Yıllarca yazdık, çizdik,söyledik…

Gelin etmeyin, yapmayın, memleketin içinden Kızılırmak denilen, bir hayat akıyor, bu ırmağın kıymetini bilelim, geçtiği her yerde, her ilde , her ilçede, dokunduğu her yeri abad ediyor…

bu güzelliği değerlendirin, değerlendirelim dedik…

Olmadı…

Kendimiz çaldık, kendimiz çığırdık….

Ne zaman gündeme bu konuyu getirsek…

Yeşil vadi projesi dediler…

Kent debisi dediler…

Tarımsal toprak sulaması, doku sapması, bitki örtüsü kayması dediler…

Topu tanca attılar, auta attılar, tribüne attılar…

“Su akar, Türk bakar…

Kızılırmak akar, Kırıkkale li yatar…”

Yahu hiç değilse bu sözü söyletmeyin…

Memleketi kiymet bilmezlikten kurtarın…dedik…

Duymadılar, anlamadılar, kıllarını kıpırdatmadılar…

Ne oldu…

Yine aynı adam, yine aynı sahnede,yine aynı koltuklarda…

kendisini hayranlıkla izleyen  seyircisine…

Kızılırmakta, yani bizim ırmağımızda…

bir mahsunluğa, bir mahcupluğa, bir aymazlığa  son verdi…

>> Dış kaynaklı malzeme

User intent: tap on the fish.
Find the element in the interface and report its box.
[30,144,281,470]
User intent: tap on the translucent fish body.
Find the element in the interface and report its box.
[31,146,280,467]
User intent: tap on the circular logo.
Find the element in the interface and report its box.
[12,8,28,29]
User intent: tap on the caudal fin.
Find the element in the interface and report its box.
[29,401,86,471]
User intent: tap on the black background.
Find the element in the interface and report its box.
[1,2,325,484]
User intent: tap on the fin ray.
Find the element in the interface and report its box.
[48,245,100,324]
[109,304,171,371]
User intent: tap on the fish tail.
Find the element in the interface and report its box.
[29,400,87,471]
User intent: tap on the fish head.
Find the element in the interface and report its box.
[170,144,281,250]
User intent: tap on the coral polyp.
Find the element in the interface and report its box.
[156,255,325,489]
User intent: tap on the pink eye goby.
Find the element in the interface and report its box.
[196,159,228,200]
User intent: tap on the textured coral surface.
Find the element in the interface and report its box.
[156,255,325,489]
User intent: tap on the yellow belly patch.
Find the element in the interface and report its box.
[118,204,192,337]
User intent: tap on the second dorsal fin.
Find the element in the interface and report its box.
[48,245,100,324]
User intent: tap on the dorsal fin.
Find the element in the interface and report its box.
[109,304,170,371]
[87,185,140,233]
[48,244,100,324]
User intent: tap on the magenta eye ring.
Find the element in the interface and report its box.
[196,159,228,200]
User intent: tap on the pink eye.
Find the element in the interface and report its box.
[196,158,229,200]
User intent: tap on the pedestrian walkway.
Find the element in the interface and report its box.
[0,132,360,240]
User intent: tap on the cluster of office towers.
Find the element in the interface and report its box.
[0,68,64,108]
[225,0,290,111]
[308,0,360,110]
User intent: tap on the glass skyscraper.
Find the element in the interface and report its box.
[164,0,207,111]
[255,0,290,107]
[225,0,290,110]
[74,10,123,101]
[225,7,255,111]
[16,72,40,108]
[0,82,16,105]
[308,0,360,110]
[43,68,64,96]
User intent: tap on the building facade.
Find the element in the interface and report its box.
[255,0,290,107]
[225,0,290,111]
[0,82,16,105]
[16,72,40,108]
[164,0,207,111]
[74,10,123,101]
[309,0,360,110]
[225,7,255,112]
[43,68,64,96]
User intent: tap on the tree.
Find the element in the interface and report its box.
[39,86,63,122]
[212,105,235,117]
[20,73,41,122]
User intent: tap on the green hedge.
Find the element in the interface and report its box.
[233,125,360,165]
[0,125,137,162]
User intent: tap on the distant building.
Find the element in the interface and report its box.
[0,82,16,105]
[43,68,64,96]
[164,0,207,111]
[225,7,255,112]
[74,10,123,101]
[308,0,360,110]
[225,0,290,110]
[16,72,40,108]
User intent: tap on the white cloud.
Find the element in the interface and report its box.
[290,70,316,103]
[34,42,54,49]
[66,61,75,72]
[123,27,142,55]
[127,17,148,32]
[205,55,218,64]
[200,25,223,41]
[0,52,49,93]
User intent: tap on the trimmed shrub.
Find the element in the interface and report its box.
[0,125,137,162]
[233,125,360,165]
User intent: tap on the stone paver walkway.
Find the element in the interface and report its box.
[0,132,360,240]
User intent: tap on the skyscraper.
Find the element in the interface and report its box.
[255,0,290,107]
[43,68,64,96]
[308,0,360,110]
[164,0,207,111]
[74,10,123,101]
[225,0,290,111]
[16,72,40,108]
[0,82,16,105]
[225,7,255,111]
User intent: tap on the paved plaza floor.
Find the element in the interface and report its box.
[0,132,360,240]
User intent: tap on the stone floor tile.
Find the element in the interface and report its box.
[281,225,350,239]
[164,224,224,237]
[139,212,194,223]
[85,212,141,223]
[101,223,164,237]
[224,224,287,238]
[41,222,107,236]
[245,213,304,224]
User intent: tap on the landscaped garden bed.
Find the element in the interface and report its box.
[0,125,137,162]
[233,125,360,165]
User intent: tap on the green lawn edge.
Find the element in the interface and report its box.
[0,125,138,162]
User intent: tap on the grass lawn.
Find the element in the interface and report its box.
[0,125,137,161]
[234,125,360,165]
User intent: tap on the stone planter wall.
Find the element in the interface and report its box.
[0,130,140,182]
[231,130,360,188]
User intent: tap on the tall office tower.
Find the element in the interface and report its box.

Yıllarca düşünülüp te yapılamayanı…

Teeee,,, yıllar önce olması gerektiği halde,oldurulamayanı…

Son akıncı Türk beyi…

Ahmet Sungur reis yaptı…

Ağana, burina, burinata…

 

Kırıkkale kalecik seyr-ü seferli teknemiz az sonra bu limandan kalkacak, hiçbir yolcumuz kıyıda kalmasın…

Haydi rastgele…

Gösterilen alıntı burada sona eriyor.